It’s climate vs. economy in Brazil as fires burn 7,000 square miles of Amazon rain forest

October 31, 2019

Often referred to as the lungs of the world, the Amazon rainforest is said to provide around 20 percent of the world’s oxygen.

That turns out not to be exactly true, but huge fires that burned there last summer are dangerous for another reason. Trees and other plants absorb carbon dioxide — the most serious threat to global temperatures — so losing huge swaths of plant-filled forests can injure the climate, scientists say.

Fires are common in forests everywhere, but the blazes in Brazil over the summer were almost double what had been experienced the year before. An article from National Geographic said that as of Aug. 22, 7,000 square miles of the Amazon were aflame, and there had been about 76,000 fires in total in the region this year.

In all, 2.24 million acres had burned this year, 130,000 acres in August alone. Since then, more fires have burned through the rainforest and are expected to keep burning as the dry season (summer in the Southern
Hemisphere) continues and intensifies.

 

According to National Geographic, most of the fires were caused by humans. Some were set in lands that had been previously cleared for the purpose of removing excess vegetation efficiently, while others were being cleared to make room for cattle and crops. Farmers and ranchers both benefit from setting fire to dried-out trees in order to open up land to be used for agriculture.

Most observers blame the policies of Brazil’s new president, Yair Bolsonaro, which have encouraged economic development in the economically disadvantaged region. Bolsonaro’s government claims most of the fires were set by natural phenomena, such as lightning.

He also campaigned on a promise to open up the Amazon to development, to help those who live there advance economically.

“We cannot forget that the world needs to be fed,” Bolsonaro said at the United Nations climate meeting in New York Sept. 25. He also said the Amazon rainforest belongs to Brazil. “It is a fallacy to say that the Amazon is a world heritage,” he said.

According to Christian Poirier, the program director of Amazon Watch, a nonprofit organization created to protect the Amazon by advancing the rights of the indigineous people in the Amazon Basin as well as campaigning to preserve the Amazon’s ecological system, nothing was unusual about this year’s seasonal weather changes compared to last year’s.

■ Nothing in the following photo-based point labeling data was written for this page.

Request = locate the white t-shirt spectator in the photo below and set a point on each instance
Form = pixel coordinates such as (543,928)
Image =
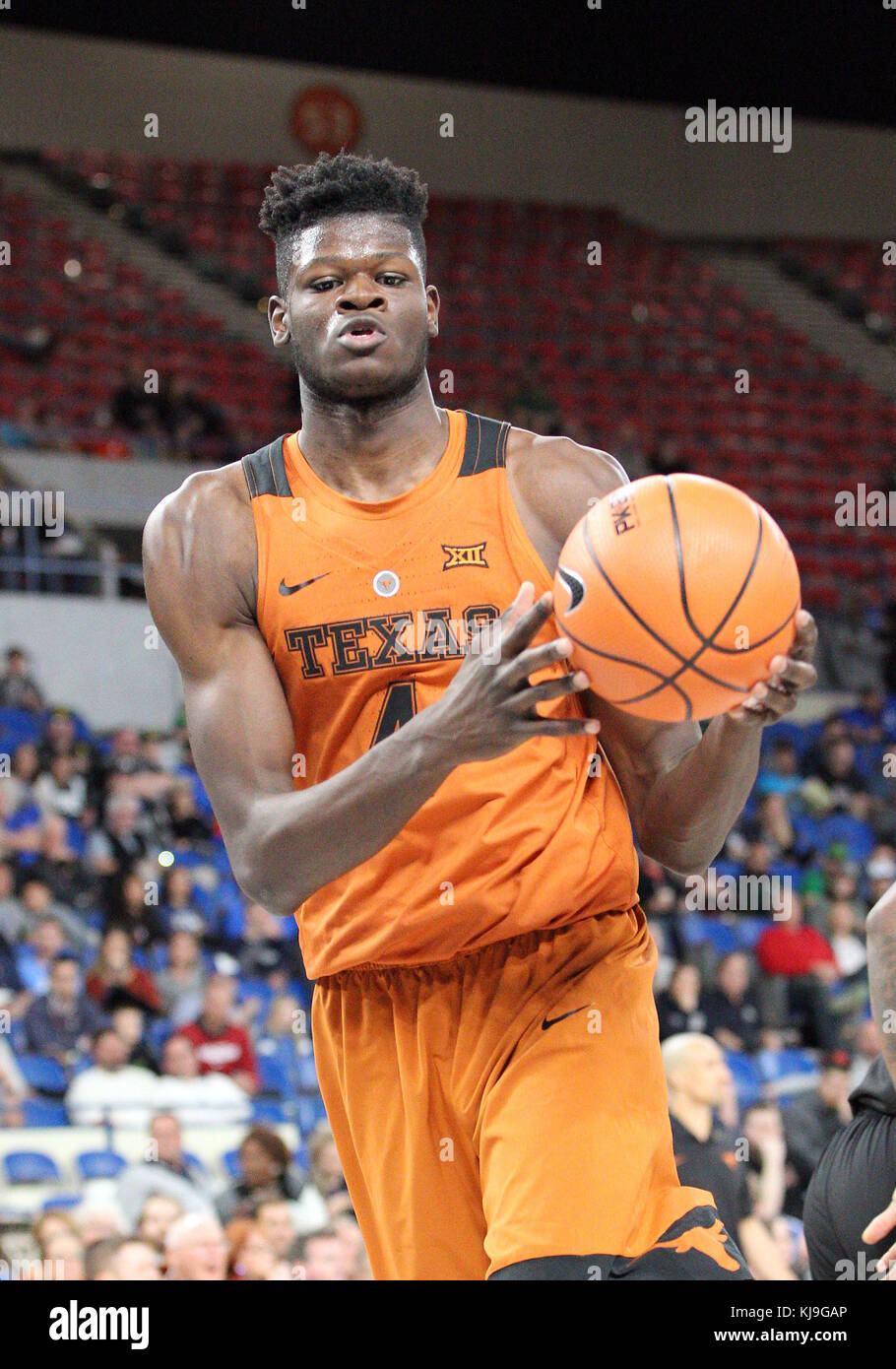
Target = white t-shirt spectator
(126,1097)
(210,1099)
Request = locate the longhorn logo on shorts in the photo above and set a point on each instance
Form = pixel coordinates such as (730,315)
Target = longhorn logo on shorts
(709,1241)
(464,556)
(386,583)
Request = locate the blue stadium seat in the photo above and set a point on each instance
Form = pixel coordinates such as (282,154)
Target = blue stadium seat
(62,1201)
(42,1074)
(747,1077)
(269,1110)
(100,1164)
(787,1073)
(31,1166)
(274,1076)
(230,1160)
(41,1112)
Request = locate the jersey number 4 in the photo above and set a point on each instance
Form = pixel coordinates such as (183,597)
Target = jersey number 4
(398,706)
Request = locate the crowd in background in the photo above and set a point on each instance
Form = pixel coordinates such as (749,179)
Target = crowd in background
(132,964)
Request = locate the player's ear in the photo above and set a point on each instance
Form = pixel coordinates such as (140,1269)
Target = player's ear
(432,309)
(278,319)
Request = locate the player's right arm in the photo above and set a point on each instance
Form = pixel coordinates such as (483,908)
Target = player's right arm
(285,843)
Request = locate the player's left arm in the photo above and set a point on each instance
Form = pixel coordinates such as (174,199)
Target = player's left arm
(684,789)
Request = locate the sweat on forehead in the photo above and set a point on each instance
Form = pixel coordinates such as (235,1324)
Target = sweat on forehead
(348,238)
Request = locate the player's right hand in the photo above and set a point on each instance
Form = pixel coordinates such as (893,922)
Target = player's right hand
(490,705)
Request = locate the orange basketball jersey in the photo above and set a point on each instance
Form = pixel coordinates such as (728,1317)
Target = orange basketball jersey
(367,611)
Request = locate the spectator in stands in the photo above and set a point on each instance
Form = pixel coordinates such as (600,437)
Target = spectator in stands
(164,1169)
(812,1119)
(132,404)
(277,1224)
(13,920)
(874,719)
(18,687)
(320,1256)
(111,1091)
(766,1158)
(25,769)
(130,905)
(130,1023)
(20,827)
(194,1098)
(266,1173)
(196,1249)
(182,982)
(197,427)
(60,789)
(13,1087)
(59,736)
(324,1173)
(188,825)
(159,1213)
(706,1153)
(801,968)
(252,1256)
(178,909)
(850,953)
(122,1260)
(38,905)
(221,1042)
(264,951)
(63,1256)
(34,955)
(114,979)
(678,1007)
(62,1021)
(732,1013)
(114,848)
(58,866)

For its part, NASA — the U.S. space program, which studies satellite imagery of the entire planet — says it’s too soon to tell what caused the fires.

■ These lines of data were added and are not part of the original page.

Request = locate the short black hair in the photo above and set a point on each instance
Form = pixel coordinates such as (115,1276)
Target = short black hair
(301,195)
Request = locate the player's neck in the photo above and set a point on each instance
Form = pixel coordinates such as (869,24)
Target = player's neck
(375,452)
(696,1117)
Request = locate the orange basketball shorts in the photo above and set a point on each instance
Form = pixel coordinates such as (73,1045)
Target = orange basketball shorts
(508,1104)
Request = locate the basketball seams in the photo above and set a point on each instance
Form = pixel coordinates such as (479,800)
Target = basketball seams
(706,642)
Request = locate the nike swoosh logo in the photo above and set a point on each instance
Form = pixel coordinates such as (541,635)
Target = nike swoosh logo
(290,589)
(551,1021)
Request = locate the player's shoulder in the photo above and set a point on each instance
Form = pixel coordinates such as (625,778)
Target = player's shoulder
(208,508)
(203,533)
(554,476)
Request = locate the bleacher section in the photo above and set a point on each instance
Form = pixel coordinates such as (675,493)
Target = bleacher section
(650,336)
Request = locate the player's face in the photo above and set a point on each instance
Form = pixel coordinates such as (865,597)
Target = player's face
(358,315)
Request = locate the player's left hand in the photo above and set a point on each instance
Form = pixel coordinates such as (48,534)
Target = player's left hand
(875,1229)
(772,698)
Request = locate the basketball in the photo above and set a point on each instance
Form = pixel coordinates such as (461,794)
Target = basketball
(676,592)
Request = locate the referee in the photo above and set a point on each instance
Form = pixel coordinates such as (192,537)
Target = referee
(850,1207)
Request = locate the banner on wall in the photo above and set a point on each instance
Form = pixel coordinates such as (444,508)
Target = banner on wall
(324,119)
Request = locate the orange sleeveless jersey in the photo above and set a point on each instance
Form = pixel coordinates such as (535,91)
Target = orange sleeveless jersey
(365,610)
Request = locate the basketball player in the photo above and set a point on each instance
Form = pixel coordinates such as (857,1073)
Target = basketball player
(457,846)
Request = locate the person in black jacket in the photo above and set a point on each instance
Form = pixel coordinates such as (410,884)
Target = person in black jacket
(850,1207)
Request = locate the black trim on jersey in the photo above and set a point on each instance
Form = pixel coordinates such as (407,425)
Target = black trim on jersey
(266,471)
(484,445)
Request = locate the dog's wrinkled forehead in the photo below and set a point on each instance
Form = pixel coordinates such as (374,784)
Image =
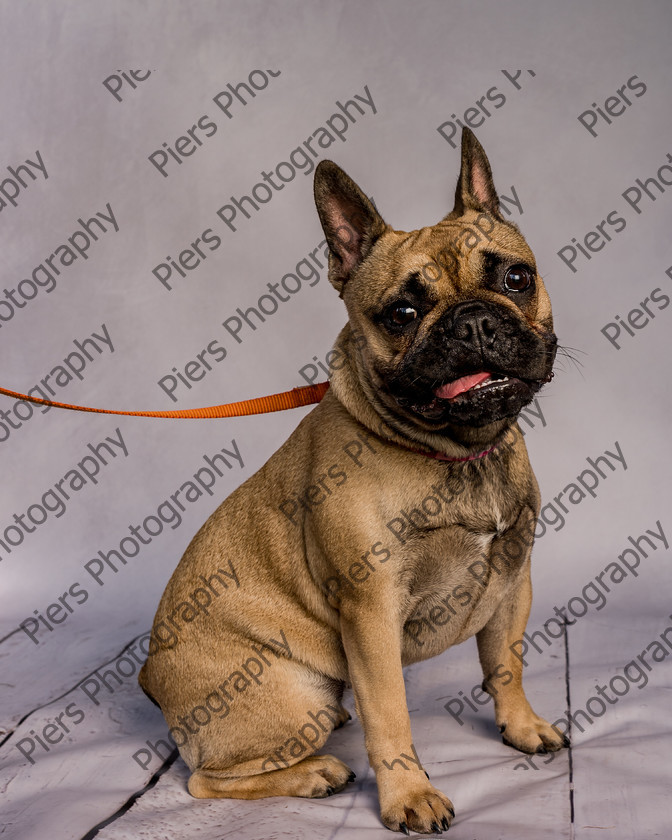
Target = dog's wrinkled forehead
(453,256)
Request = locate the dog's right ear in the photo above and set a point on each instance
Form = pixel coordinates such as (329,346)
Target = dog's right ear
(350,222)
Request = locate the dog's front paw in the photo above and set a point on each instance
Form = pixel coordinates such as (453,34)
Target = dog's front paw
(420,807)
(532,734)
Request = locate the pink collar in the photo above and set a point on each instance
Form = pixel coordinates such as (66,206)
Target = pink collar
(439,456)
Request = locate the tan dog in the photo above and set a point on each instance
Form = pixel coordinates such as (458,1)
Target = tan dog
(405,496)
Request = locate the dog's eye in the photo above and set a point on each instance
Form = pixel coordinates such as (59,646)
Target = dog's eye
(518,278)
(401,314)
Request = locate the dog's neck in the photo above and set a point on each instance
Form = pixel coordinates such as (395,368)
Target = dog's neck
(353,390)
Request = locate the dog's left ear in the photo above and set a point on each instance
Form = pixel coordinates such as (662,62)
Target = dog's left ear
(350,222)
(475,187)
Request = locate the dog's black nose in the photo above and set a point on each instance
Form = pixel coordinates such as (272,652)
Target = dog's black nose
(475,325)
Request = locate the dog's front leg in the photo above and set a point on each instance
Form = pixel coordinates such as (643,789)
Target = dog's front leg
(371,633)
(520,726)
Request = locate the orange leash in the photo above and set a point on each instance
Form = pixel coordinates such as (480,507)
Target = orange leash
(297,397)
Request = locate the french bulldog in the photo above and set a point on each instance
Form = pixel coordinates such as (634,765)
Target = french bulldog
(405,496)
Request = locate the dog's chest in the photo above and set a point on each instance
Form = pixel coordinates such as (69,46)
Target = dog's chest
(457,580)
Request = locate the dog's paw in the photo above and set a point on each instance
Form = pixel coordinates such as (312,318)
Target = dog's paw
(325,775)
(532,735)
(422,808)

“It is not unusual to see fires in Brazil at this time of year due to high temperatures and low humidity,” says an Aug. 23 article. “Time will tell if this year is a record-breaking or just within normal limits.”

But another satellite-reading federal agency — NOAA, the National Oceanic and Atmospheric Administration — said the fires’ effect is known

“Wildfires release large amounts of carbon dioxide, black carbon, brown carbon and ozone precursors into the atmosphere,” according to a fact sheet on NOAA’s website. “These emissions affect radiation, clouds and climate on regional and even global scales.”
The Amazon absorbs around 90 billion tons of carbon as well as greenhouse gases to prevent them from clouding and polluting the environment according to an article by AP News.